From the New York Times:
January 11, 2011, 10:04 pm
Poll Finds Growing Support for Stronger Gun Control
By MEGAN THEE-BRENAN
In the wake of the shootings in Tucson on Saturday, the number of Americans who say gun control laws should be made stricter has increased since last spring, but nearly 6 in 10 Americans think stricter laws would have had little effect on preventing the violence which claimed the lives of six people and injured fourteen others, according to a CBS News poll.
Just 32 percent of Americans think the harsh tone of recent political campaigns had something to do with the violence in Arizona, while 57 percent said the political tone was not a factor.
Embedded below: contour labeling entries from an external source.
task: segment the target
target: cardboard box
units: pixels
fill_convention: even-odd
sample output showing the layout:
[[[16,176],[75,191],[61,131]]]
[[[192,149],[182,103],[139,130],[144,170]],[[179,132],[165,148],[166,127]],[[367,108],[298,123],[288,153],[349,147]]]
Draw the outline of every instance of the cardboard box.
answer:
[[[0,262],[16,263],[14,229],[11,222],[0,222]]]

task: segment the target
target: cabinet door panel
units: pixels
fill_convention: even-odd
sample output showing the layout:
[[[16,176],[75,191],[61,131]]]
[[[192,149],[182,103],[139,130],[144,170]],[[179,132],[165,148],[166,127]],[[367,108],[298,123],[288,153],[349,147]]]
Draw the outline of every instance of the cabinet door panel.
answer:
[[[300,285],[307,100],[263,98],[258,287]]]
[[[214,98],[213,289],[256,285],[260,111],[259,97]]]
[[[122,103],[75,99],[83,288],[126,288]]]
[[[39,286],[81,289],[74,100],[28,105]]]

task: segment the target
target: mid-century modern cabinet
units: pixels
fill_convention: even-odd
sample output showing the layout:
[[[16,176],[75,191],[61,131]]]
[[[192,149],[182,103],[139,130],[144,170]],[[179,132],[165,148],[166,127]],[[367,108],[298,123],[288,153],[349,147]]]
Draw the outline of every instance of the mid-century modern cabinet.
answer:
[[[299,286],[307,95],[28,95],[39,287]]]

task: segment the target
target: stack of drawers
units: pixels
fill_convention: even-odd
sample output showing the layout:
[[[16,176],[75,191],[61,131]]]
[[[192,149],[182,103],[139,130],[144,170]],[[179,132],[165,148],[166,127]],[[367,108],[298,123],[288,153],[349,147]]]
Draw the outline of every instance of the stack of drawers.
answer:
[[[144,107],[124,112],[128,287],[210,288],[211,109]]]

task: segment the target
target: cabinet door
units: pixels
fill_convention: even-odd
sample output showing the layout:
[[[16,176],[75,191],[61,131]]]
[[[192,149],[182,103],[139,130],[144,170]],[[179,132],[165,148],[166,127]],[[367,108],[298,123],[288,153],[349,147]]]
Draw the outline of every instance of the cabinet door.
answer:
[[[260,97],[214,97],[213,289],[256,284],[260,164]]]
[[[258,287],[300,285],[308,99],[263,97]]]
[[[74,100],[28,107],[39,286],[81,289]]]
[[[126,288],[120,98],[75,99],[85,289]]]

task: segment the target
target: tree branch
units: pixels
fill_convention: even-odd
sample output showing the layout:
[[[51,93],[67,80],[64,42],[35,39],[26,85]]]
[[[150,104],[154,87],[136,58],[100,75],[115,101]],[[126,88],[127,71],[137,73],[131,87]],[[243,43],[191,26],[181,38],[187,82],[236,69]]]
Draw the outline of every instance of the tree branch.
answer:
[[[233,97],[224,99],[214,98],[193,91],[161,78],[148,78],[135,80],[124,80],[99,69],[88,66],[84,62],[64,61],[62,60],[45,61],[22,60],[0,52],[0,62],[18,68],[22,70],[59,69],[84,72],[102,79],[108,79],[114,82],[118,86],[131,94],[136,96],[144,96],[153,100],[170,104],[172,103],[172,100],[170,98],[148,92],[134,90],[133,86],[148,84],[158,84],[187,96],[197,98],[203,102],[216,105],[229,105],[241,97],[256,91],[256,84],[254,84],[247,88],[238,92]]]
But politics isn’t wholly discounted by the public. A 45 percent plurality think the violence was motivated by Mr. Loughner’s own political views; 33 percent said it was not.
As Congress begins to discuss security concerns of its members, the public is divided over whether they should be given bodyguards for protection – 48 percent say they should and 45 percent say they should not.
There is similar division over whether Saturday’s violence was a random act not likely to be repeated in the near future (47 percent) or the first of similar attacks over the next year or so (45 percent).
Overall, 47 percent of Americans think gun control laws should be stricter (up from 40 percent last April), 36 percent say they should be kept as they are, and 12 percent would like to see less strict laws.
Thirty-eight percent of the poll’s respondents who said there was a firearm in their household were self-identified independents, 35 percent were Republicans and just 21 percent were Democrats. Gun owners were significantly more satisfied with the nation’s current gun control laws than were those who didn’t own a gun. Gun owners were also more likely than those without to say stricter gun laws would not have prevented the shootings.
The nationwide telephone survey of 673 adults was conducted on Sunday and Monday following the shooting rampage.